Bitcoin is a difficult risk for underwriters to “get their hands around,” Mr. Parisi said. “It's cutting edge. It's pushing the envelope as to what transactions could be undertaken, and that carries with it a certain amount of risk. You're asking people to do things in a new and distinct way.”
“The truth is, no one wants their name to be associated with the first big deal having something go awry, or having the company that insured it prosecuted for criminal charges,” Mr. Magrann-Wells said.
“Everyone would like to be the first, but there's some serious risk going on,” he said. “Quite honestly, insurers and underwriters are willing to take large risks if they see large premiums,” but Bitcoin now would result in little potential premium.
However, some experts view the situation differently.
“There's a fair amount of innovation in the insurance industry, and there are insurance companies who love to be seen as offering the next new thing, especially when it comes to anything that smacks of the Internet,” said Richard Betterley, president of Sterling, Mass.-based Betterley Risk Consultants Inc.
“I would not be at all surprised to see products coming to the market very soon surrounding bitcoins,” said Howard Mills, New York-based director and chief adviser of the insurance industry group at Deloitte L.L.P.

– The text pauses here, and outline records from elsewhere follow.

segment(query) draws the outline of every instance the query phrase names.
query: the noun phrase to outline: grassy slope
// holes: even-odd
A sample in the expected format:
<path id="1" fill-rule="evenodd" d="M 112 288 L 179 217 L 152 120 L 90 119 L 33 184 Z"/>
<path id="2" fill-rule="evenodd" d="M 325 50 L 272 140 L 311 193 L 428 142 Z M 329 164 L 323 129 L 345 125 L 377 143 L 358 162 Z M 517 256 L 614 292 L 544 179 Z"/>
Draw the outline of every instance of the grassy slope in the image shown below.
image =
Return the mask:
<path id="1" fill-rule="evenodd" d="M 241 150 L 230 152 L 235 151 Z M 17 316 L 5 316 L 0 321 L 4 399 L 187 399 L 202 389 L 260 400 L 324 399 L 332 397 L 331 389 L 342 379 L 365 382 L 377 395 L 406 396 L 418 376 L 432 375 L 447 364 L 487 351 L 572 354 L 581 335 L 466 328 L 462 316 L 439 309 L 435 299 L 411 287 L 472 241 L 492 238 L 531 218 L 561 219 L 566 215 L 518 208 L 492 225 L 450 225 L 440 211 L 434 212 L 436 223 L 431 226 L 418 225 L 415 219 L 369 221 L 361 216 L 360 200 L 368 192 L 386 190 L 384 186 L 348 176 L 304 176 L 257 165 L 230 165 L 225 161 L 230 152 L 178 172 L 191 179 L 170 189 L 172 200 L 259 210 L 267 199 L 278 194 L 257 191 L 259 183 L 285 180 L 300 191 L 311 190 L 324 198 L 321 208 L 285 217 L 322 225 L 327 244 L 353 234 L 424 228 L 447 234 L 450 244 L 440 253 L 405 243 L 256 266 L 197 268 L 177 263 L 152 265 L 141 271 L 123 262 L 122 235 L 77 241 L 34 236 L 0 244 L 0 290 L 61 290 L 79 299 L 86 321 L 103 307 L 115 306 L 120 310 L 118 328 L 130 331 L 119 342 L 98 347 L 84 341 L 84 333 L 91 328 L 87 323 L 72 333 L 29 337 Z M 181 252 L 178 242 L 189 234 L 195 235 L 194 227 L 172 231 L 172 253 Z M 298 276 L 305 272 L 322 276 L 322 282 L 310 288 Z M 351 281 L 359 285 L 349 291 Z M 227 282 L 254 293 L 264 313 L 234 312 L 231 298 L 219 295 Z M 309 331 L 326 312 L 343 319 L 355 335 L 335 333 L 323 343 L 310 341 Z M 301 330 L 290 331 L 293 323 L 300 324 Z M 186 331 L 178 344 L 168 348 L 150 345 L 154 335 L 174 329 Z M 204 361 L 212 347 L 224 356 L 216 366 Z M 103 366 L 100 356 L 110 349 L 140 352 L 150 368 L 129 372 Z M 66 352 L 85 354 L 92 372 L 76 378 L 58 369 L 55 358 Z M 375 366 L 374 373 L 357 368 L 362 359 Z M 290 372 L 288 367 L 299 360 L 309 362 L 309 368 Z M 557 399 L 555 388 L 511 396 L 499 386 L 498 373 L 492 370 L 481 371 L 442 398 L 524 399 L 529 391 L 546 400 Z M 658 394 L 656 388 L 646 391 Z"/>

“The industry is really working to be very innovative and being cutting-edge and being on top of this,” Mr. Mills said. “With growth being such a challenge in this market, the insurance industry is really looking for all sorts of new avenues and areas of growth, so I think this will be a very vibrant space in the industry.”
At XL Group P.L.C., “we have actually started to see some submissions” from firms involved in Bitcoin, said Steven Anderson, Dallas-based vice president and senior underwriter.
“The entrepreneurs are going right into tapping this new monetary market,” Mr. Anderson said. “With that said, we're very leery of just how (Bitcoin currency) works and the reputation it has up to this point, so we have been reluctant to write any of those risks. But that is not to say that won't change, because it's obviously gaining a little bit more steam.”
Oliver Brew, New York-based vice president of technology and privacy at Liberty International Underwriters, part of Liberty Mutual Holding Co. Inc., has received coverage inquiries from companies that accept bitcoins.
“We look at this type of risk on a case-by-case basis, and where it may make sense,” he said.